Of course, it’s important to pack your haul bag carefully on a big wall so as to avoid sharp tools or gear puncturing your bag. And it’s good to have a similar mindset before handing your bag over to the airlines. Between my time on walls and my trips through airports, the Half Dome has received some small scrapes and bruises, which is pretty much unavoidable — wall climbing can be taxing on both people and gear. For its part, the Half Dome has kept the lasting signs of this abuse to a minimum, more so than the smaller BD bag I’ve used in the past.
Perusing spec sheets, you’ll notice that the Fish haul bags track fairly closely with the Metolius line in terms of size. They employ the same vinyl-laminated nylon as the Black Diamond bags, but are most noteworthy for their low price.

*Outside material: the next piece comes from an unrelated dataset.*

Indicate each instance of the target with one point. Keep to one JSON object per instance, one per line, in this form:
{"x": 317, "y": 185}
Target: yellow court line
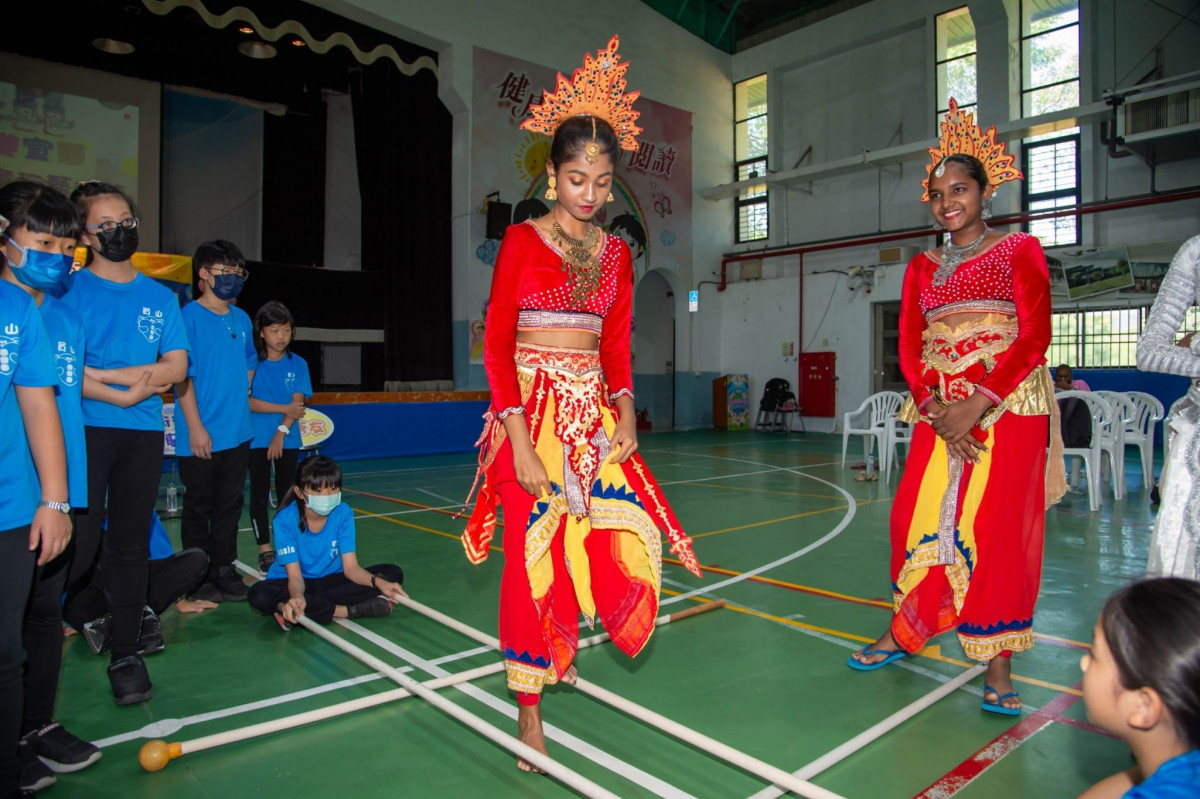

If you’re on a budget, the Fish bags are extremely hard to argue with. The Fish Budget Haul Bag is nearly biometrically identical to the Half Dome (7500 cubic inches, 33 inches tall) but retails for $120 (plus $10 for heavier-denier fabric) compared to the $220 of the Half Dome. This is an inescapably large difference, and also where the comparison shopping stops for the budget-conscious, big wall aspirant.
However, if you’ve got a more flexible budget and if the Metolius / Fish sizing scheme seems to be most appropriate over the BD sizing breakdown, I would recommend the Half Dome over the Fish Budget bag simply because of the materials involved. If that seems rather simple and obvious, it is. All of these haul bags have been streamlined over the years to feature and incorporate the wisdom of decades of big wall climbing. So the real deciding factor is the materials used — how well they hold up. And that’s where the Metolius Half Dome is the clear winner.
All told, the Half Dome is a phenomenal haul bag for two-day walls, and even three-day walls if you want to pack light. This thing will last a long, long time, and it’s worth the extra coin relative to the Fish Budget Haul Bag if you’ve got the money to spare — especially considering that the upfront cost is spread out over the lifetime of the bag.
If you’re really pinching pennies, the Fish Budget Haul Bag wins. And if you think you’ll need just a little more space, the Black Diamond Zion could be a better fit. But the Metolius Half Dome’s capacity and durability make it a great mid-sized choice.